Lecture 9 Notes
Differing Political Responses to the African American Condition
NAACP
- Established in 1910, biracial in orientation. An outgrowth of the Niagara Movement begun by W. E. B. Du Bois.
- Oswald Garrison Villard, the grandson of Wm. Lloyd Garrison, wrote the invitation to “all believers in democracy to join in a National conference for the discussion of present evils, the voicing of protests, and the renewal of the struggle for civil and political liberty.”
- Monroe Trotter had been one of the central figures at the Niagara movement but he refused to attend the conference where the NAACP was established. Trotter was suspicious of the motives of whites. He thought their presence would limit the radicalism of the group.
- From the outset, the organization was committed to fighting for legal change. Major emphases were court challenges to Jim Crow legislation, and a push for a federal anti-lynching bill.
- Pledged to fight for the abolition of all forced segregation, equal education for black and white children, the complete enfranchisement of African Americans, and the enforcement of the 14th and 15th Amendments.
- When the organization was formally created, Du Bois was the only African American officer.
- Du Bois’ presence made many think that the organization was radical. It was denounced by most white philanthropists and even some blacks. Jews were the only consistent form of support -- Arthur and Joel Spingarn, in particular. In fact, the organization was hardly radical. It worked within the system to change laws or advocate for change.
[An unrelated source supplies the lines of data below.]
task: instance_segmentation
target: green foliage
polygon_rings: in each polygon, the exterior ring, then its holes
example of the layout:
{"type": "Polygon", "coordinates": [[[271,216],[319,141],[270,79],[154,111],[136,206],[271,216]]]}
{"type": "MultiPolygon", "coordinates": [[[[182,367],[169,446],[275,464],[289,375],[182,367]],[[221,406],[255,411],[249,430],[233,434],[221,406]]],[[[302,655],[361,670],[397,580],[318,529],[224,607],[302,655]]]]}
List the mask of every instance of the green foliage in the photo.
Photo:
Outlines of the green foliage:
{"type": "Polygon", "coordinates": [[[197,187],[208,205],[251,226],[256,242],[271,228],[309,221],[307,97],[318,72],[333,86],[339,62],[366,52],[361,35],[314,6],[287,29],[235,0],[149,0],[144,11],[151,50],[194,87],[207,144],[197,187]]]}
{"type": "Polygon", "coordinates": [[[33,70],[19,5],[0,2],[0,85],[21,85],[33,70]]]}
- Crisis, the official magazine of the group, reached a circulation of 10,000 by 1918.
- First branch was in Chicago, not an accidental choice given the large African American community there following the Migration. By 1921, there were over 400 branches nationwide
Urban League
- The NAACP had a plank to improve economic opportunity for blacks, but it did not find time to do much in this area.
- In 1911, two organizations (Committee for Improving Industrial Conditions of Negroes in New York, and the National League for the Protection of Colored Women) merged to form the National League on Urban Conditions Among Negroes, known more widely as the Urban League.
- Again it was a biracial organization, funded in part by Julius Rosenwald (the owner of Sears, also a Jew).
- Booker T. conferred his blessing on the Urban League, as it promoted a generally conservative uplift ideology.
- Purposes of the Urban League included: opening new opportunities for African Americans in industry and to assist newly arrived blacks in their adjustment to urban centers; meeting immigrants, directing them to jobs and lodging, and offering information on how to live in the city. In this, the League functioned much like organizations common among other urban ethnic communities.
- Eventually the Urban League published a newspaper, the Opportunity, in 1923.
Liberals, Progressives, Intellectuals, and the Like
- Most focused on moral reform. The intellectuals and progressives who worked in the organizations were products of their time. They saw political issues and reform in moral terms and assumed a high moral tone.
- They interpreted racial problems as social aberrations due to corruption, fear, or ignorance.
- Therefore their method was to expose racial injustice. Their assumption was that the moral weight of good would win once evil was exposed. They placed their hope on reason, logic, and moral suasion. In particular, they hoped that the "better class" of whites would recognize the evils of racism and then work to reform society and educate and restrain the lower classes. This conservative model of integration and moderate reform would dominate social and political thought in the black community throughout the twentieth century, with a few prominent exceptions (like Garvey, Malcolm X).
- A major criticism of the NAACP and Urban League was that they offered no radical solutions; therefore they affirmed that the system was basically sound.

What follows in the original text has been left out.